Si Vargas Llosa quiso limitar su fórmula a los regímenes priístas (expresada con anterioridad al desastre de la experiencia panista que no hubiese podido imaginar) podría decirse que se trata, entonces, más de una ocurrencia para salón mundano que de una reflexión argumentada. Es barrer de un escobazo los siglos coloniales y la tradición que se impuso durante ellos. Baste el ejemplo de nombramiento del virrey, a quien se esperaba con pancartas y discursos preparados de antemano donde sólo faltaba el nombre del celebrado desconocido. Festejo semejante hecho por las fuerzas vivas de la nación de los candidatos del viejo PRI, designados por dedazo y desconocidos hasta el momento del destape.

Es también desconocer el espíritu de picardía del pueblo mexicano y su carácter fundamentalmente anarquista. Si se trata de emitir una ocurrencia, que al menos esta tenga gracia: ¿por qué no formular con menos seriedad y algo más de gracia la fórmula de la dictadura anarquista perfecta? Habría aquí un inicio de pensamiento sobre nuestra identidad, largo, casi infinito tema, cuya reflexión se halla apenas en sus comienzos.

Vargas Llosa, como la gran mayoría de la gente, no logra escapar al maniqueísmo ni al prejuicio de un hipotético juicio. Los buenos y los malos. El eje del mal no es el mismo para Bush que para los talibanes. ¿Por qué misteriosa alquimia quienes proponen esta distinción maniquea se colocan siempre del lado del bien, sin que les pase por la mente la idea del ridículo?
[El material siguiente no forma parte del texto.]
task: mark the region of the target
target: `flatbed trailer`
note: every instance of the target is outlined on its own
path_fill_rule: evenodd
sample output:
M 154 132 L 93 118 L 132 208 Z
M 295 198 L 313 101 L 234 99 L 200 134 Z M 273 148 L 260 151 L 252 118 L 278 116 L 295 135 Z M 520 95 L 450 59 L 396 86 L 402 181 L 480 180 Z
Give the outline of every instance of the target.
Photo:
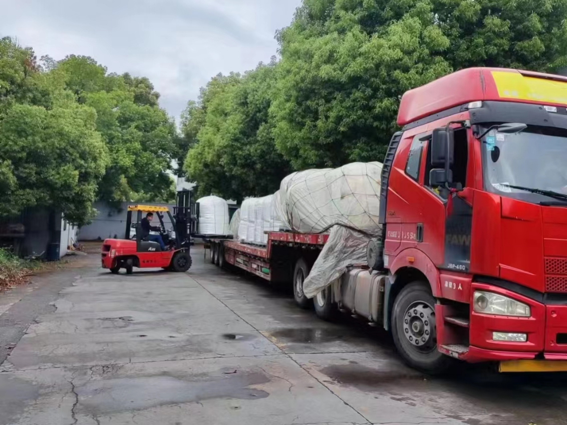
M 230 239 L 229 239 L 230 238 Z M 269 282 L 289 281 L 295 263 L 304 257 L 308 266 L 315 262 L 329 235 L 270 232 L 265 246 L 242 243 L 231 237 L 209 237 L 211 262 L 224 267 L 230 264 Z

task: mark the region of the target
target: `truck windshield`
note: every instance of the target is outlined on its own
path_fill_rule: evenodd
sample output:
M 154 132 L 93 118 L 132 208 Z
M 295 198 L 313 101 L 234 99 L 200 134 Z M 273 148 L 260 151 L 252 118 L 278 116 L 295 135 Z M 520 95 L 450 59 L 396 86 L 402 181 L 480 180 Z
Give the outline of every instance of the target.
M 567 205 L 565 130 L 529 126 L 507 134 L 494 130 L 481 143 L 486 190 L 534 203 Z

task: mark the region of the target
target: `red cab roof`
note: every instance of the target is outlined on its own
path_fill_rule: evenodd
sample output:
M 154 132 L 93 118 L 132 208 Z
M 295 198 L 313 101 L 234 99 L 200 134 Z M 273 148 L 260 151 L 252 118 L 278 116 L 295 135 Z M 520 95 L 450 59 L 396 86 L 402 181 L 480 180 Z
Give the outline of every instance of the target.
M 404 126 L 430 115 L 477 100 L 567 105 L 567 78 L 502 68 L 468 68 L 407 92 L 397 124 Z

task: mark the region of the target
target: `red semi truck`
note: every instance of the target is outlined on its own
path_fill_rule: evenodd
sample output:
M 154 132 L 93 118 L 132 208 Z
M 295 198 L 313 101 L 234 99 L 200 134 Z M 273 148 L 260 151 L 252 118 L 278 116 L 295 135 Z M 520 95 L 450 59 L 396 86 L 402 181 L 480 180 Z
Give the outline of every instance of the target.
M 411 366 L 447 356 L 567 370 L 567 78 L 459 71 L 402 97 L 383 162 L 382 238 L 315 299 L 390 330 Z M 325 235 L 211 241 L 214 262 L 302 284 Z

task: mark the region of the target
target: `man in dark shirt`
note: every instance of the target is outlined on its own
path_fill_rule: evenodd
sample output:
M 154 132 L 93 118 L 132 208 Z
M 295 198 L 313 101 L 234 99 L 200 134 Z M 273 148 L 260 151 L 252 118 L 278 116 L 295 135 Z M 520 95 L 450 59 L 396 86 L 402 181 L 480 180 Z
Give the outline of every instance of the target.
M 159 244 L 159 246 L 162 247 L 162 250 L 166 250 L 166 244 L 163 243 L 163 239 L 162 239 L 161 235 L 150 235 L 150 232 L 160 232 L 161 228 L 159 227 L 156 227 L 155 226 L 153 226 L 150 223 L 151 220 L 154 219 L 154 213 L 148 212 L 146 215 L 146 218 L 142 219 L 142 239 L 145 239 L 146 237 L 149 241 L 151 242 L 157 242 Z

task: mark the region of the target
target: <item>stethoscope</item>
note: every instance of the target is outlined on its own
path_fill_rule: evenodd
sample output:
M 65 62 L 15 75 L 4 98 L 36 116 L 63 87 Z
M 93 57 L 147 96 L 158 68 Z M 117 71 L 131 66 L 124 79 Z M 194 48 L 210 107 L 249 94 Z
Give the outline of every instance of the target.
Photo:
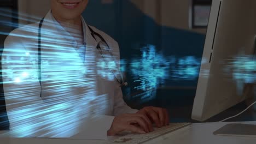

Tal vez me equivoque, no dejo de decirme al escribir una frase, y, acaso por esta duda, escriba novela: siempre puedo decir que invento. Pero veo tanto peligro en la política correcta de Occidente como en, para mí, los aborrecibles talibanes. Dejo de lado a éstos, pues prefiero ocuparme de lo que por el momento me concierne y me afecta: la dictadura de la política correcta. La imposición del pensamiento único.

La frase de Vargas Llosa me cruzó por la cabeza al pensar en la política correcta: ésa es la dictadura perfecta. Quien no piensa, y habla, como se debe es racista, reaccionario, macho, sucio fumador, fascista, retrógrado, qué sé yo. Imprecaciones y conjuros interminables: debe exorcizarse al mal condenando cualquier asomo de rebeldía, estigmatizando a quien se atreva a pensar de manera diferente. Diabolizar de inmediato al sedicioso.

Tal es el más grave peligro, ¿me atrevo a pensarlo?, que veo correr a la identidad mexicana: la dictadura perfecta de la política correcta. Esta se insinúa en forma insidiosa, reptante, callada. Aprovecha la pereza de pensar por sí mismo, la ignorancia, la tontería. Poco a poco todos repetimos lo mismo y nos escuchamos con verdadero placer unos a otros, contentos de ser y estar en el mejor de los mundos… por venir, lejos del mal absoluto que son los otros.

Por fortuna comienza a haber disidentes. Los tabúes de la política correcta empiezan a ser denunciados como tales. Una frase por aquí, otra por allá, un debate televisivo en Francia donde se aborda el tema. A la mejor el otro tiene razón.